TL;DR:
Defining memory functions in C / C++ results in a chicken and egg problem. Clang can mutate the code into semantically equivalent calls to libc. None of -fno-builtin-memcpy
, -ffreestanding
nor -nostdlib
provide a satisfactory answer to the problem.
Goal
Create libc’s memory functions (aka memcpy
, memset
, memcmp
, …) in C++ to benefit from compiler’s knowledge and profile guided optimizations.
Current state
LLVM is allowed to replace a piece of code that looks like a memcpy with an IR intrinsic that implements the same semantic, namely call void @llvm.memcpy.p0i8.p0i8.i64
(e.g. https://godbolt.org/z/0y1Yqh).
This is a problem when designing a libc’s memory function as the compiler may choose to replace the implementation with a call to itself (e.g. https://godbolt.org/z/eg0p_E)
Using -fno-builtin-memcpy
prevents the compiler from understanding that an expression has memory copy semantic, effectively removing @llvm.memcpy
at the IR level : https://godbolt.org/z/lnCIIh. In this specific example, the vectorizer kicks in and the generated code is quite good. Unfortunately this is not always the case: https://godbolt.org/z/mHpAYe.
In addition -fno-builtin-memcpy
prevents the compiler from understanding that a piece of code has the memory copy semantic but does not prevent the compiler from generating calls to libc’s memcpy
, for instance:
Using __builtin_memcpy
: https://godbolt.org/z/O0sjIl
Passing big structs by value: https://godbolt.org/z/4BUDc0
In both cases, the generated @llvm.memcpy
IR intrinsic is lowered into a libc memcpy
call.
We would like to use __builtin_memcpy
to communicate the semantic to the compiler but prevent it from generating calls to the libc.

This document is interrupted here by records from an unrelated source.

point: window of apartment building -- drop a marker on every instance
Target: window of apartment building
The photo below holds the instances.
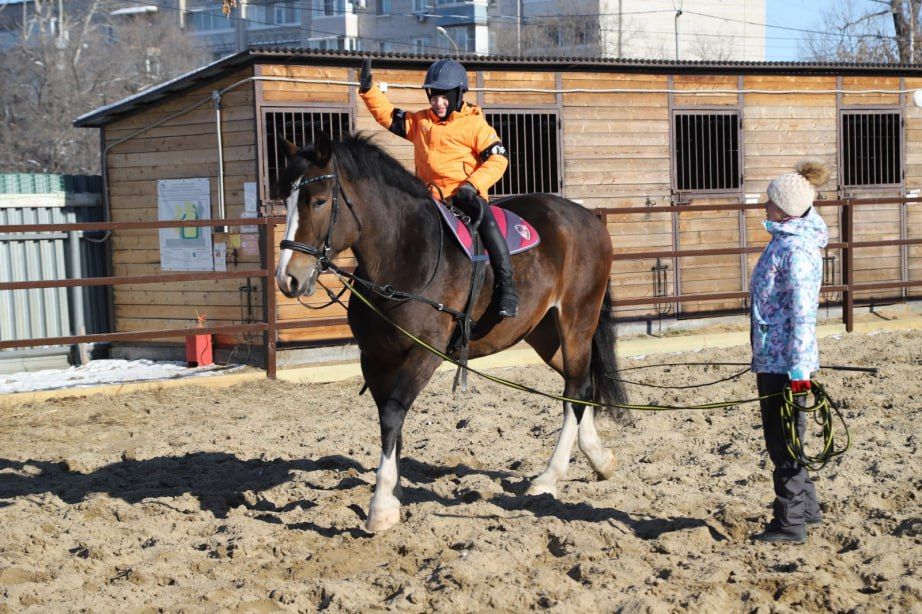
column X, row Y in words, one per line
column 257, row 16
column 532, row 141
column 334, row 43
column 706, row 153
column 871, row 150
column 299, row 126
column 207, row 20
column 285, row 13
column 465, row 37
column 335, row 7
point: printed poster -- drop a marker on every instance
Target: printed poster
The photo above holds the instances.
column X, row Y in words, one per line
column 249, row 205
column 185, row 249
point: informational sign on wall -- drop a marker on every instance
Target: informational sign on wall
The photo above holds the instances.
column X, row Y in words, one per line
column 249, row 204
column 188, row 248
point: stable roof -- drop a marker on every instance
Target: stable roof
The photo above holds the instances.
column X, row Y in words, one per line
column 316, row 57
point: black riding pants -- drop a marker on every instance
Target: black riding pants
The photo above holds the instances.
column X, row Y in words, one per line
column 795, row 495
column 491, row 236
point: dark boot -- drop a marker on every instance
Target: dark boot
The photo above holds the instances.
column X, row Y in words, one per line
column 503, row 284
column 774, row 532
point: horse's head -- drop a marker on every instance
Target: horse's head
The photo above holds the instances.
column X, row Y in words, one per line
column 315, row 230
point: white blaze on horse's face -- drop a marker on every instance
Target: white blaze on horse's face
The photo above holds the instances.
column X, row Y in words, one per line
column 300, row 280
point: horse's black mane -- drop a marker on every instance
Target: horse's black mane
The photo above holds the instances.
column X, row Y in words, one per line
column 359, row 158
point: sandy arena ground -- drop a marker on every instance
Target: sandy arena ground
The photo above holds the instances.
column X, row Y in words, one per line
column 252, row 499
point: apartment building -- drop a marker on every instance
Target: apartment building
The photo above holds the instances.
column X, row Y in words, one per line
column 651, row 29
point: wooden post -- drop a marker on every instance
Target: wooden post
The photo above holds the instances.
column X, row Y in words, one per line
column 848, row 266
column 271, row 334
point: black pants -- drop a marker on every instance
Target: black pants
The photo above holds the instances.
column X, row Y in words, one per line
column 492, row 238
column 795, row 495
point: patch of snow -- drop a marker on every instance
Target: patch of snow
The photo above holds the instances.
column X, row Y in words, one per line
column 109, row 371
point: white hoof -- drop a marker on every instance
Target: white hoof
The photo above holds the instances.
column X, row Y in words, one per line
column 541, row 486
column 607, row 468
column 382, row 519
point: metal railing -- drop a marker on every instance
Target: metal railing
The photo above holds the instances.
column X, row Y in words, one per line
column 270, row 326
column 848, row 245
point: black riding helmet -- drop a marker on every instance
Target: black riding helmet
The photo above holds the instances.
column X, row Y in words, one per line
column 447, row 78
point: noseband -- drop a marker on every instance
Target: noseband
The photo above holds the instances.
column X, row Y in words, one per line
column 322, row 254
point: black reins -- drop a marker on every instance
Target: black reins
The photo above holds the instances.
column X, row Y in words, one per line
column 322, row 254
column 325, row 262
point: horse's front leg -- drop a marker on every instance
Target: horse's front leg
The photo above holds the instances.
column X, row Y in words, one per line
column 394, row 390
column 576, row 419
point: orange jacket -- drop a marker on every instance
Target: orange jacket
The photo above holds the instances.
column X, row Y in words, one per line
column 462, row 148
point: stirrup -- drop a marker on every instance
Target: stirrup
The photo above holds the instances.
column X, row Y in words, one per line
column 508, row 308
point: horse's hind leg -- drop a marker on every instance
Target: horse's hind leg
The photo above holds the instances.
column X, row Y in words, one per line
column 546, row 482
column 394, row 390
column 572, row 359
column 577, row 420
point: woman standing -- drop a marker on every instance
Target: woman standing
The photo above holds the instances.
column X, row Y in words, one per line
column 785, row 295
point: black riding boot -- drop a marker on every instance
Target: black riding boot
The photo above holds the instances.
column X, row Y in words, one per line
column 503, row 284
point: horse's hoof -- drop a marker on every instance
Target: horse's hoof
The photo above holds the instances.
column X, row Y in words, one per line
column 539, row 487
column 607, row 469
column 382, row 520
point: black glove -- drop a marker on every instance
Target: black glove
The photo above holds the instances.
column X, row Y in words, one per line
column 365, row 79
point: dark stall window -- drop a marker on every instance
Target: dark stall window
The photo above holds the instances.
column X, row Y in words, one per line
column 871, row 148
column 532, row 144
column 301, row 128
column 707, row 151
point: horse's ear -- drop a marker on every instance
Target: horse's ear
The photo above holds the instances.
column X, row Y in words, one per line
column 323, row 148
column 288, row 147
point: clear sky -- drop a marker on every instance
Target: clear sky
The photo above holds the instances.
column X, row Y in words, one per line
column 781, row 45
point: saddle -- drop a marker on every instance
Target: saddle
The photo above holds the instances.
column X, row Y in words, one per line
column 519, row 234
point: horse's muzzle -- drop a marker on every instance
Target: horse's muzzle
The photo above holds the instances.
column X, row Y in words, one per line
column 292, row 284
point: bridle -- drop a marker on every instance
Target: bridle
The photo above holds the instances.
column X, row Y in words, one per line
column 325, row 262
column 322, row 254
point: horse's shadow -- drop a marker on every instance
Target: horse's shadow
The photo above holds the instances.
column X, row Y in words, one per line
column 514, row 499
column 220, row 482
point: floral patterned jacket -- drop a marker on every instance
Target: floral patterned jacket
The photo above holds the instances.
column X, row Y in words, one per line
column 784, row 292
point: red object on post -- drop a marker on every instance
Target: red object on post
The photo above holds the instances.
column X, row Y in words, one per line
column 198, row 348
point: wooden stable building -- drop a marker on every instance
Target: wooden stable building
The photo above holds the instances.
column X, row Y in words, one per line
column 652, row 136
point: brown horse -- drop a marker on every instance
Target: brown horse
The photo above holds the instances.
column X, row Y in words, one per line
column 353, row 195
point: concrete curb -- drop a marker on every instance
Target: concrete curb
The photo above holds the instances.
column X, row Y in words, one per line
column 520, row 355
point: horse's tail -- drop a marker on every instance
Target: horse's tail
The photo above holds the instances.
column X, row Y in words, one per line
column 606, row 384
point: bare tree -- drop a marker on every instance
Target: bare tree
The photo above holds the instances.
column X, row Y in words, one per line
column 568, row 35
column 888, row 33
column 68, row 63
column 713, row 48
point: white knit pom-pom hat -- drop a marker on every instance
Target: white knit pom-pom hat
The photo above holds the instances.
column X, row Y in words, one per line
column 795, row 192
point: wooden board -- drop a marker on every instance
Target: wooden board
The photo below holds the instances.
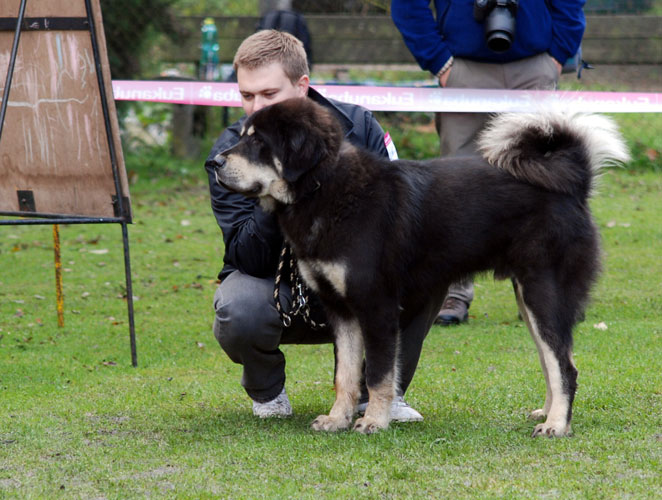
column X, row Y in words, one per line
column 54, row 141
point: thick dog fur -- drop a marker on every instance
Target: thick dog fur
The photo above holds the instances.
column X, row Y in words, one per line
column 375, row 238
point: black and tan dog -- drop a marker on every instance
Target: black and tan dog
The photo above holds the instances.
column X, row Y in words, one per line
column 374, row 238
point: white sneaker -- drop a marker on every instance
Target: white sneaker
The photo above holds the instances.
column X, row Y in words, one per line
column 277, row 407
column 400, row 411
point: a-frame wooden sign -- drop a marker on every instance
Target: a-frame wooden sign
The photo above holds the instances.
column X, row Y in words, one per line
column 60, row 153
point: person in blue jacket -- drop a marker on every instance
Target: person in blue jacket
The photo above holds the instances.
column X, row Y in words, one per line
column 489, row 44
column 271, row 66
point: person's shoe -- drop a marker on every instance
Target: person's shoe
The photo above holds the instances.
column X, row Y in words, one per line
column 453, row 312
column 278, row 407
column 400, row 411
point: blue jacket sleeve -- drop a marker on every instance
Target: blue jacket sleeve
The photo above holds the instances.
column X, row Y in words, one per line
column 420, row 32
column 568, row 24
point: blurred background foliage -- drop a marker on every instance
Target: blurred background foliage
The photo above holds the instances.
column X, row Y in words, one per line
column 135, row 30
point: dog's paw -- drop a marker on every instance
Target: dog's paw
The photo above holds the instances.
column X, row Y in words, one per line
column 367, row 425
column 538, row 414
column 330, row 424
column 551, row 430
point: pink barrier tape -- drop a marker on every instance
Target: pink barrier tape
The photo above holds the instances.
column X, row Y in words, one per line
column 403, row 98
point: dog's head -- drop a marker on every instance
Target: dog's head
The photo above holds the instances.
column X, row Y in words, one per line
column 278, row 145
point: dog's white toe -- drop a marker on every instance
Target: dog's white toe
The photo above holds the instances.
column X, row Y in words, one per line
column 330, row 424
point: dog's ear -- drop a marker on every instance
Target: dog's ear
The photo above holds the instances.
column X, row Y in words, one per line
column 304, row 150
column 303, row 135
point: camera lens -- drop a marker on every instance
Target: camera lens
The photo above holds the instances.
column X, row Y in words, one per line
column 499, row 29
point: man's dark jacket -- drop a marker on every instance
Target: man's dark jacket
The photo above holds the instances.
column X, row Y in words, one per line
column 251, row 235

One could argue that this is the purpose of -ffreestanding
but the standard leaves a lot of freestanding requirements implementation defined ( see https://en.cppreference.com/w/cpp/freestanding ).
In practice, making sure that -ffreestanding
never calls libc memory functions will probably do more harm than good. People using -ffreestanding
are now expecting the compiler to call these functions, inlining bloat can be problematic for the embedded world ( see comments in https://reviews.llvm.org/D60719 )
Proposals
We envision two approaches: an attribute to prevent the compiler from synthesizing calls or a set of builtins to communicate the intent more precisely to the compiler.
- A function/module attribute to disable synthesis of calls
1.1 A specific attribute to disable the synthesis of a single call
attribute((disable_call_synthesis(“memcpy”)))
Question: Is it possible to specify the attribute several times on a function to disable many calls?
1.2 A specific attribute to disable synthesis of all libc calls
attribute((disable_libc_call_synthesis))
With this one we are losing precision and we may inline too much. There is also the question of what is considered a libc function, LLVM mainly defines target library calls.
1.3 Stretch - a specific attribute to redirect a single synthesizable function.
This one would help explore the impact of replacing a synthesized function call with another function but is not strictly required to solve the problem at hand.
attribute((redirect_synthesized_calls(“memcpy”, “my_memcpy”)))
- A set of builtins in clang to communicate the intent clearly
__builtin_memcpy_alwaysinline(…)
__builtin_memmove_alwaysinline(…)
__builtin_memset_alwaysinline(…)
To achieve this we may have to provide new IR builtins (e.g. @llvm.alwaysinline_memcpy
) which can be a lot of work.